“Subito capimmo che la casa di Ferdinando Cirillo, in via Tre Ponti, era meta di pellegrinaggio, un via vai di persone, una specie di ufficio di collocamento. Lì, si tenevano le riunioni per il traffico di armi da guerra e di cocaina”. A parlare dinanzi al collegio della prima sezione penale del Tribunale di Torre Annunziata (presidente Antonio Pepe), è il maggiore Gabriele Mambor, Comandante del Ros di Salerno, che ha condotto in tre lunghi anni, fatti di intercettazioni e di microspie piazzate qua e là, in campagna tra Pompei e Scafati, la maxi-inchiesta “Meccanico”.

Indagine nata nel 2011 “alla ricerca di Francesco Matrone, latitante di Scafati, nella lista dei trenta ricercati italiani” e che poi ha consentito all’Antimafia di ipotizzare a carico di 27 persone, ritenute affiliate al clan Gallo-Limelli-Vangone, una sfilza di reati commessi tra Pompei e l’agro-nocerino-sarnese. Dall’associazione a delinquere finalizzata al traffico di droga (soprattutto cocaina importata dalla Spagna), alla detenzione ed al commercio di armi da guerra (kalashnikov modello Ak 47), fino ad un giro di estorsioni ai danni di ristoranti della città mariana.

Al centro dell’inchiesta la casa rurale di Ferdinando Cirillo, per tutti “Nando o’ Battilamiero”. Furono le telecamere piazzate a pochi metri dalla sua “officina” in via tre Ponti, “anche perché Cirillo non amava il cellulare”, la versione in aula del Comandante dei Ros, a svelare quelle “riunioni serali, dove si parlava di droga e dell’imposizione di macchinette video-poker ai bar di Scafati”.

La sentenza del Gup di Napoli Valerio Natale, il 17 ottobre scorso, ha però assolto dal reato associativo i 24 imputati che avevano scelto la strada dell’abbreviato (tra i quali il boss Giovanni Vangone, Giovan Battista Ametrano e “Nando o’ Battilamiero”, appunto).
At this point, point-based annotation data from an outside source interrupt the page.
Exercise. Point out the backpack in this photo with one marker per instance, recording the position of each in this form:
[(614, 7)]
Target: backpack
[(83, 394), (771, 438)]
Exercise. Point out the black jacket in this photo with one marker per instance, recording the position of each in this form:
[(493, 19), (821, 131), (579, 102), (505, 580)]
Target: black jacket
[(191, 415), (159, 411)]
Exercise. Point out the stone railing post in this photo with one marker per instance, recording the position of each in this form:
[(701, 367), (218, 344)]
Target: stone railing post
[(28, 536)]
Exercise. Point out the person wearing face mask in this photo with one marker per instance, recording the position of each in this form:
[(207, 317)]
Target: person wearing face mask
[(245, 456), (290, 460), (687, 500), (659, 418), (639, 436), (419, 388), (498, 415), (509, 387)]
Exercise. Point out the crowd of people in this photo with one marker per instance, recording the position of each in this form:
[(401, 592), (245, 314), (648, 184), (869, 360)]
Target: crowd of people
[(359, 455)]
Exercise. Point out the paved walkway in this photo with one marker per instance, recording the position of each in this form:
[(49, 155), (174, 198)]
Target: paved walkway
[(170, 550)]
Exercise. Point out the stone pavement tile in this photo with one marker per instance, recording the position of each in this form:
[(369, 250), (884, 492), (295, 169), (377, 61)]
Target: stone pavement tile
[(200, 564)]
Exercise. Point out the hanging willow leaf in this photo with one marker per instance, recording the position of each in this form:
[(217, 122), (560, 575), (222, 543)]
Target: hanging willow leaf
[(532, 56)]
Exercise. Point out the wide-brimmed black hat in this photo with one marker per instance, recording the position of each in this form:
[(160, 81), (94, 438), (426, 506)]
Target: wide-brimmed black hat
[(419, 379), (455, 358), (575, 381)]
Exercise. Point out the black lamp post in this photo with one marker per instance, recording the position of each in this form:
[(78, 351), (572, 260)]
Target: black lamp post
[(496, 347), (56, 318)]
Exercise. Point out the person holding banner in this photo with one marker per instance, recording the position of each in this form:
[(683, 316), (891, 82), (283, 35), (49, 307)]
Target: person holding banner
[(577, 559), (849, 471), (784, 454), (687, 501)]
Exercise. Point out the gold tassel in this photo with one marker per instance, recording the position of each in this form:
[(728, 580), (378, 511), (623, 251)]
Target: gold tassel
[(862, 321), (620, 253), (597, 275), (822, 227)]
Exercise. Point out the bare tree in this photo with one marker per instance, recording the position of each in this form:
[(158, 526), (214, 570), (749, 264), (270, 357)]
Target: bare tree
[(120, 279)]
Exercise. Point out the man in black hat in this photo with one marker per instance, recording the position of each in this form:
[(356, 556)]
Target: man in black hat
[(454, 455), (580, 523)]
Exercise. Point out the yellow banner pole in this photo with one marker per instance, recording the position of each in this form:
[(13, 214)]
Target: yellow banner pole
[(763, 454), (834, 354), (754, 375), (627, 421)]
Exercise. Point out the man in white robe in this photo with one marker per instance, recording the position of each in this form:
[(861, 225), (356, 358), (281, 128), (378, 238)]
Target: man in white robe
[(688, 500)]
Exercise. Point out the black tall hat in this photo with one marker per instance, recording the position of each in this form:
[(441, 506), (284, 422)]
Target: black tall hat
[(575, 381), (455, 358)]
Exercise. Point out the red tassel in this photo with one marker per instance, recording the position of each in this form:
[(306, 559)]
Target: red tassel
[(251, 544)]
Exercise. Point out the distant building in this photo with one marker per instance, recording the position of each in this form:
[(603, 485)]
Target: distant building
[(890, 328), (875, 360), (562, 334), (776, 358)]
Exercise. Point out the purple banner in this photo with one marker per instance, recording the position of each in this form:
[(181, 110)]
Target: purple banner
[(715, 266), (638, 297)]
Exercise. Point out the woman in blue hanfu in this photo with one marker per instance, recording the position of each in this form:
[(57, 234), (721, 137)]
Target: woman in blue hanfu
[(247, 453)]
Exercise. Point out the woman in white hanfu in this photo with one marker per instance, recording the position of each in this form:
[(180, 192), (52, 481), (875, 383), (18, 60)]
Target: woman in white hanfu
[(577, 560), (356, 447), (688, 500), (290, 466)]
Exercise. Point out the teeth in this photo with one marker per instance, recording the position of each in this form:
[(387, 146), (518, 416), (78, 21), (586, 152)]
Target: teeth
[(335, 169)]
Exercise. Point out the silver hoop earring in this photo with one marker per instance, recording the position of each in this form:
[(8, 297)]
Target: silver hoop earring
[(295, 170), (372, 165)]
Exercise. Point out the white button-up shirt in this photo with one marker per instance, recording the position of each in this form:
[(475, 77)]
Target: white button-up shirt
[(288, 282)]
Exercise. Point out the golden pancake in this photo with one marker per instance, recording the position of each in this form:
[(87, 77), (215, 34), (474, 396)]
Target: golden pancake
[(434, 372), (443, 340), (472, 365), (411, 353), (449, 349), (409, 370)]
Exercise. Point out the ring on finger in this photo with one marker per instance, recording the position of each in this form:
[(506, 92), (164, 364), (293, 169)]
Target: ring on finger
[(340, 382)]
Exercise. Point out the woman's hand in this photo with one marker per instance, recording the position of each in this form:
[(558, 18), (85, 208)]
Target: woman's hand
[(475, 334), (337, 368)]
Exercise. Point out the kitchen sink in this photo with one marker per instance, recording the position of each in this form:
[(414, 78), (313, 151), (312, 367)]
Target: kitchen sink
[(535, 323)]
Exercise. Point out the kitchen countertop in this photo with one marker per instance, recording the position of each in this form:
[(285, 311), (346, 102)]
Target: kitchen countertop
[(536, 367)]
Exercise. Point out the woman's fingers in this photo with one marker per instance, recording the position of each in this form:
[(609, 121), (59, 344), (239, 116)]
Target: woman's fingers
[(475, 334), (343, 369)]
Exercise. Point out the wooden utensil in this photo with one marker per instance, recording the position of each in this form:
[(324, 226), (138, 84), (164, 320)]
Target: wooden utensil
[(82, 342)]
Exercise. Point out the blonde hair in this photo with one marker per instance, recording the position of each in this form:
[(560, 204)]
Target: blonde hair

Restano così da discutere, in ordinario a Torre Annunziata, solo tre posizioni. Quelle di Antonio Manzo (difeso dall’avvocato Luigi Senatore) e Vincenzo Staffetta (assistito da Francesco Matrone): per entrambi l’accusa è di partecipazione all’associazione finalizzata al traffico di droga. Imputato nel processo gemello è pure Vincenzo Arcamone, al quale invece il pm della Dda, Pierpaolo Filippelli, contesta la ricettazione di un carico d’olio rubato in Spagna.

Alla prossima udienza, in estate, i difensori depositeranno in dibattimento quella sentenza che a Napoli, in autunno, ha già escluso l’esistenza dell’associazione a carico di 24 imputati. Una mossa, forse decisiva, per salvare dall’accusa anche Manzo e Staffetta.